Lepaskan Satu Jiwa

26.9.87

Vassula, marilah kita lepaskan satu jiwa yang sangat Kusayangi, yang amat dekat dengan nyala api Setan. Ia tidak menyadari permainannya yang licik yang sedang diterapkan oleh Setan padanya.

Siapakah jiwa itu, Tuhan?

Ia salah seorang dari mempelai-Ku.

Seorang biarawati?

Ya, seorang biarawati. Ia telah mengabaikan Aku. Ia dikuasai oleh kepongahan. Terkasih, bawalah dia kembali kepada-Ku berkat kasihmu. Aku mengasihinya. Kasihilah Aku dan ia akan dilepaskan.

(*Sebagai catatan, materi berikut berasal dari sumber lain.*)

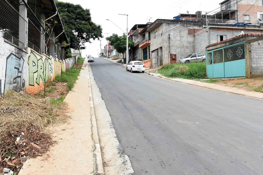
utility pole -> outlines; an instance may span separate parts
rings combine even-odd
[[[209,27],[208,27],[208,20],[207,19],[207,12],[205,13],[205,18],[206,19],[206,32],[207,32],[208,45],[210,44],[210,40],[209,39]]]
[[[100,57],[101,57],[101,40],[99,40],[99,41],[100,42]]]
[[[127,38],[126,40],[126,64],[128,64],[128,62],[129,62],[129,46],[128,45],[128,14],[119,14],[120,15],[126,15],[127,16],[127,28],[126,29],[126,30],[127,33],[127,36],[126,36]]]
[[[108,34],[109,33],[105,33],[105,34],[107,34],[107,38],[108,38]],[[107,56],[106,56],[106,58],[108,58],[108,55],[109,55],[109,54],[108,53],[108,40],[107,40]]]
[[[170,37],[170,34],[169,33],[168,34],[168,36],[169,37],[168,38],[169,39],[169,64],[171,64],[171,51],[170,50],[170,39],[171,39],[171,37]]]

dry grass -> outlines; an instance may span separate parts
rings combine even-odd
[[[16,135],[24,128],[41,132],[49,125],[65,122],[68,117],[62,105],[50,102],[13,91],[0,96],[0,141],[5,135]]]

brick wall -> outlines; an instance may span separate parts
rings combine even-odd
[[[198,29],[187,29],[188,30],[188,34],[194,34],[203,30]]]

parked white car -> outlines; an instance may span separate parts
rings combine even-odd
[[[144,73],[145,67],[143,63],[139,61],[132,61],[128,63],[126,68],[127,71],[130,70],[132,73],[136,71],[141,71]]]
[[[189,63],[191,62],[205,62],[205,55],[201,53],[188,55],[184,58],[178,61],[178,63]]]

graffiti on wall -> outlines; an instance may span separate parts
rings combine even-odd
[[[22,56],[19,58],[13,53],[7,58],[4,92],[8,90],[19,92],[24,87],[25,80],[21,79],[24,61]]]
[[[36,55],[31,52],[28,58],[28,64],[29,85],[35,85],[35,73],[37,73],[35,81],[38,85],[40,84],[41,79],[43,84],[44,82],[47,83],[49,79],[51,80],[53,75],[53,69],[51,59],[45,59],[43,62],[42,58],[37,59]]]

Vassula, Karya-karya ini misterius bagimu dan bagi banyak orang. Tetapi percayalah kepada-Ku. Aku adalah Yesus dan Kebijaksanaan. Berkatilah Aku sekarang. Rasakanlah Aku. Hal ini memuliakan Aku. Semuanya akan terlaksana sesuai dengan rencana-Ku.

Yesus! Betapa indahnya berada bersama-Mu dengan cara ini!!

Vassula …

Indah sekali, mengagumkan!!

Vassula, pernahkah Aku akan meninggalkan engkau? Kasihilah Aku. Jadilah silih bagi orang-orang lain yang hatinya telah menjadi sedingin es terhadap Aku.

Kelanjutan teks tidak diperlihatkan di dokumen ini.